Sheppard sat across from Marie McKay and watched her carefully. She looked back at him, her eyebrows slightly raised and one hand drumming the table. "Do you have any more questions," asked Marie, finally breaking the silence, "or would you like another minute to admire my beautiful blue eyes?"
Sheppard gave her his trademark smile and leaned forward in his chair. "We can keep this going as long as it takes for me to get answers."
"But I've already told you everything!" Marie slammed her palms onto the table and regarded Sheppard with mingled frustration and fear. The latter merely raised an eyebrow and leaned back in his chair.
Marie had indeed answered every question with what sounded enough like the truth. The story was feasible, and it concurred with Rachel's version of events. According to the two girls, they were members of an SCG youth training group and had been scheduled to travel to Atlantis. They had been confused and alarmed by the hostility they had faced upon arrival. McKay had confirmed their story a couple of hours ago by returning with fully analyzed data and proclaiming that their guests were undoubtedly from a parallel reality. "It's like what happened at the SGC a few years ago," he had said, "you know, when dozens of SG-1s all arrived at the same reality."

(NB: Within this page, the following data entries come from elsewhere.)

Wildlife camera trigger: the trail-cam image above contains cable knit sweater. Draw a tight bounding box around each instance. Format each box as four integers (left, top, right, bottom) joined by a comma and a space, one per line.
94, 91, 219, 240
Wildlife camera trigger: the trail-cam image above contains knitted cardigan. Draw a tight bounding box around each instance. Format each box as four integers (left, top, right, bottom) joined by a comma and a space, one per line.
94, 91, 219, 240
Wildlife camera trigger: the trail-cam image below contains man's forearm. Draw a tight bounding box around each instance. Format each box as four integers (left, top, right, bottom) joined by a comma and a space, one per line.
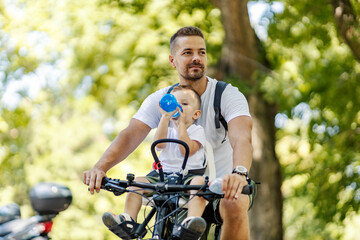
95, 119, 151, 172
233, 139, 253, 171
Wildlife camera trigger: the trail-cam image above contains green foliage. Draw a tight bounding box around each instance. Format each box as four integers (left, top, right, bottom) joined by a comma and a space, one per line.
0, 0, 223, 240
262, 0, 360, 239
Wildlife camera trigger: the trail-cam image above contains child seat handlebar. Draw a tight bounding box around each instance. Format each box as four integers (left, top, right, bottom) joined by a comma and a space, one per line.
151, 138, 190, 182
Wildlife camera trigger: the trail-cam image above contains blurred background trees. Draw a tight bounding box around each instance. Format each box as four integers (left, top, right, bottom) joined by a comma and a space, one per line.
0, 0, 360, 239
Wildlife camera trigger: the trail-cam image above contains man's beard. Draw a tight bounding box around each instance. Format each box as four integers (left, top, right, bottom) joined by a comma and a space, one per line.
180, 63, 204, 82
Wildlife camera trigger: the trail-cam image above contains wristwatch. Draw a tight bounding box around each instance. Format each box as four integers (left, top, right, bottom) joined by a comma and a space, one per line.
232, 166, 248, 178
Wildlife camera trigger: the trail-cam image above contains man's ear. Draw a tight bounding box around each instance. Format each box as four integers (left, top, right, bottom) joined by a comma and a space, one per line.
169, 55, 176, 68
193, 110, 201, 120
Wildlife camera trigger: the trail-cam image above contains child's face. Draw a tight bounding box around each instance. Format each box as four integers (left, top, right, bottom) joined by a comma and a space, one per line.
172, 89, 201, 124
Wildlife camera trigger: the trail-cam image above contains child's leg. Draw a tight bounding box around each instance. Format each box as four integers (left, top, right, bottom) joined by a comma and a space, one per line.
125, 177, 149, 221
187, 176, 206, 217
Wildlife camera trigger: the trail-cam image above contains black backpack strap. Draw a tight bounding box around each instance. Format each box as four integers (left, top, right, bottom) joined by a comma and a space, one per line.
167, 83, 179, 93
214, 81, 228, 131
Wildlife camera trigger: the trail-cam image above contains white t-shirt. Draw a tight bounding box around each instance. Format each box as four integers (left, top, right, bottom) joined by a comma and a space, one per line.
133, 77, 251, 177
159, 124, 206, 172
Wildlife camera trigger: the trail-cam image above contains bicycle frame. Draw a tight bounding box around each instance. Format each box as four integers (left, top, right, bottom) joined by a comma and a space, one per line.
101, 139, 251, 240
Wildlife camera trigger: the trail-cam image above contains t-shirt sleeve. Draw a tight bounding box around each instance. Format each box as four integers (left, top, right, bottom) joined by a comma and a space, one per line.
188, 124, 206, 147
133, 89, 166, 128
221, 84, 251, 122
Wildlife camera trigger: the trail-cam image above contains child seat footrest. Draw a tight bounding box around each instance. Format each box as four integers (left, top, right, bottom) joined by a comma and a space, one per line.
109, 221, 147, 240
172, 225, 202, 240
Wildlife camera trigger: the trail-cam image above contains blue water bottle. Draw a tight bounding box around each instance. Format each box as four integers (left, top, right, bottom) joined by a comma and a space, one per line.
160, 93, 182, 118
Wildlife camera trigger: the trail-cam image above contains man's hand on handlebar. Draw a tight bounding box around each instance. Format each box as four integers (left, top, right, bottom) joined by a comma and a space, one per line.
83, 167, 106, 194
222, 174, 248, 200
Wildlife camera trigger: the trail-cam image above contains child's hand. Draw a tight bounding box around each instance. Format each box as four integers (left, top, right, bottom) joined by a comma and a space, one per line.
159, 104, 176, 120
171, 107, 185, 127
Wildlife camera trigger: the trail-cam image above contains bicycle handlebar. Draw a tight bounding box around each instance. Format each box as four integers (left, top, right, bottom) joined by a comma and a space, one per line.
101, 174, 252, 198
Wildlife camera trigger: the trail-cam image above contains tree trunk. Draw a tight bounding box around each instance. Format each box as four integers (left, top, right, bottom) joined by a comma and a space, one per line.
212, 0, 283, 240
331, 0, 360, 62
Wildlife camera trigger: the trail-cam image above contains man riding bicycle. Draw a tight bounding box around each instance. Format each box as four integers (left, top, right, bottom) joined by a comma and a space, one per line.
83, 27, 253, 239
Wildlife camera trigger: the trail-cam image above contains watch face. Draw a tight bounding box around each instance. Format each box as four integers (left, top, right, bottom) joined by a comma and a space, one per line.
235, 166, 247, 173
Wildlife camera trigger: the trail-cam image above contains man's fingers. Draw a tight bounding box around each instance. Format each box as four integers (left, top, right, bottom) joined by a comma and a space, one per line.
95, 174, 104, 193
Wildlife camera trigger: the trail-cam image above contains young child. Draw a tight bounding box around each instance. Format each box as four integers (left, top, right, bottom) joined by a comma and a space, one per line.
103, 86, 206, 234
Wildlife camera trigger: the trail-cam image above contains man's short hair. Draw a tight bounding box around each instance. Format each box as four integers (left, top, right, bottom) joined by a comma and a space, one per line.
171, 85, 201, 110
170, 26, 205, 53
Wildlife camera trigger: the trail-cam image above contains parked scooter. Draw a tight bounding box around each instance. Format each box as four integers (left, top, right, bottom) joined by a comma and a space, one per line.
0, 182, 72, 240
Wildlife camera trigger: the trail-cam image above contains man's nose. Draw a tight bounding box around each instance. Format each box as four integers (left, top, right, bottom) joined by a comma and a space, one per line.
193, 54, 200, 63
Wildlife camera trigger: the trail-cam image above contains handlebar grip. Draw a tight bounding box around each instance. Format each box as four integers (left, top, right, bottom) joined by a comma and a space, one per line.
101, 177, 109, 187
241, 184, 253, 195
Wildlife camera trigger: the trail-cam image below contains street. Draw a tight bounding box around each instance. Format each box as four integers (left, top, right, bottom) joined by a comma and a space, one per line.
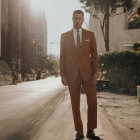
0, 77, 139, 140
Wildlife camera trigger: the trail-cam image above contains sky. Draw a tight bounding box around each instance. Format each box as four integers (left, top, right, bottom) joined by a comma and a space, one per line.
31, 0, 89, 55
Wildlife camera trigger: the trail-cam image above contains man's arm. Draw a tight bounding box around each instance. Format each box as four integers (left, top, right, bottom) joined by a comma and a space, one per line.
91, 32, 98, 83
60, 35, 67, 86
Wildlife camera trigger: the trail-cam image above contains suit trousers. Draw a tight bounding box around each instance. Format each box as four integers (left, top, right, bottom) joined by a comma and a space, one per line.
68, 73, 97, 132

"But the SCG eventually sent them back," Sheppard had said, sounding hopeful, "can't we just use Carter's calculations to do the same for these kids?"
"Ah, well, we have different variables do deal with this time."

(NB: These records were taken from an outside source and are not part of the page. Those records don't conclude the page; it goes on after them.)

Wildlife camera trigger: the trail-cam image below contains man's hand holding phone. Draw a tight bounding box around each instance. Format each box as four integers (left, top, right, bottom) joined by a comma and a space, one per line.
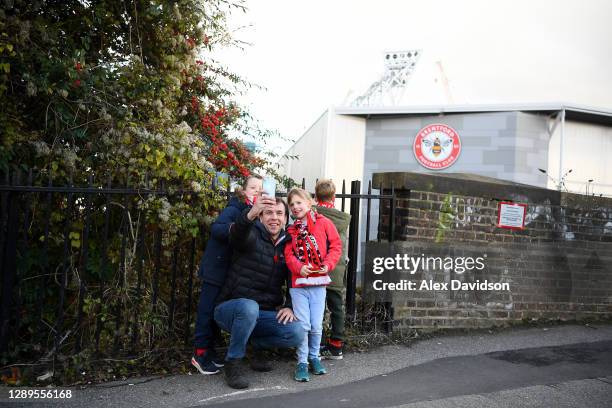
247, 195, 276, 221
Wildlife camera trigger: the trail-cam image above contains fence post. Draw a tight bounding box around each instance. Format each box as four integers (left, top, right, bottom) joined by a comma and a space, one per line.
0, 174, 19, 352
346, 180, 361, 321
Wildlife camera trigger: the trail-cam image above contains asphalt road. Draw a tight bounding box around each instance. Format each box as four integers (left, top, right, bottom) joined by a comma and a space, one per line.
0, 325, 612, 408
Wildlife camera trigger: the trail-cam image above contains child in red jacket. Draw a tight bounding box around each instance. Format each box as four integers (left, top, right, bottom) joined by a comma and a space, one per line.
285, 188, 342, 381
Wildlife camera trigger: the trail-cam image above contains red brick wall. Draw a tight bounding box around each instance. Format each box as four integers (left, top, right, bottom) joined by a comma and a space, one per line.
364, 173, 612, 328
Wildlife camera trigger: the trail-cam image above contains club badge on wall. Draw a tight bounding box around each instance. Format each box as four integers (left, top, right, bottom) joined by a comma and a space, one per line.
412, 123, 461, 170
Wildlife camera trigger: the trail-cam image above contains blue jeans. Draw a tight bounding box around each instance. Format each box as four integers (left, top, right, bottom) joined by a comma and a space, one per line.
289, 286, 326, 363
215, 298, 304, 360
194, 281, 221, 348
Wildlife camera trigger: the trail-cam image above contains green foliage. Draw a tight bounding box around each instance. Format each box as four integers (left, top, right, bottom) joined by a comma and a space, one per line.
0, 0, 290, 382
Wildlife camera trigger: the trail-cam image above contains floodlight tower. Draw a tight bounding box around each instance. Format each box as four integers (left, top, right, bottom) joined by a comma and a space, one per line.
351, 50, 421, 106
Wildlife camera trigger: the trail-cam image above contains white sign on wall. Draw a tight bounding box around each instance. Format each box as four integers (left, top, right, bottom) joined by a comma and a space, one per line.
497, 201, 527, 230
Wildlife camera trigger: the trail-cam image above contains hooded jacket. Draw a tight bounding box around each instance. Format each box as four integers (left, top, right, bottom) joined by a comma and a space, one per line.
198, 197, 250, 286
313, 207, 351, 291
217, 209, 291, 310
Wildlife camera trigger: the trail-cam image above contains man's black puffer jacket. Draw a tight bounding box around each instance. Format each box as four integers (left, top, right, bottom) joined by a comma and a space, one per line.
217, 208, 291, 310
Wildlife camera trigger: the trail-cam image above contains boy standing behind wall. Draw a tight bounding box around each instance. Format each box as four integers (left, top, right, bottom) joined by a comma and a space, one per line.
315, 179, 351, 360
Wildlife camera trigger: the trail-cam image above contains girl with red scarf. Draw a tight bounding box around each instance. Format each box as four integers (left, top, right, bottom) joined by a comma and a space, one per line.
285, 188, 342, 381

"Which are what?" Woolsey had asked sounding wary.
"The SCG only had to deal with multidimensional displacement, which was easy enough to fix once Sam had the calculations down and a powerful enough energy source to carry out the process. We, however, have a time component to deal with."
"What does that mean?"
"It means that we have but a single window in time to send those girls back, and I have no idea when that is yet. Could be years from now, could be seconds."
"Wait, wait! How did that even happen?"
"Uh,
well, we're still working on that. But I think that some kind of
energy pulse must have have gone through the gate along with the
girls, and it acted like a – like a solar flare of some sort. They
could be from a fraction of a second to centuries away from their
actual time line. So its not just a matter of getting them back to
their own universe, but also to their own time. And the two are
intricately connected, so, no, we can't work on the two problems
separately."
"Well," Sheppard had said, trying to keep a note of optimism in his voice, "that...certainly complicates things a bit."
"Hmm, you're telling me," McKay had retorted with an exasperated eye roll, "I'm the one who's expected to pull a solution out of my ass."
So that had been that. McKay and Zelenka had been assigned with the task of getting Rachel and Marie back to their own time-space, while Sheppard was in charge gathering information. The latter job had become rather tricky. Though Marie's story had all the elements of truth, her body language did not. As she spoke, Marie's eyes darted from the table in front of her, to the walls surrounding her, and back to her chipped black nail polish. This resolute avoidance of eye contact felt wrong to Sheppard, so he looked for other signs of deceit. He searched Marie's face, but could see nothing behind the mask of calm composure. As she spoke, her voice was even and almost defiant in its confidence, as though daring Sheppard to find a flaw in her logic. He found none, yet he could not shake the feeling that the girl in front of him was keeping something back.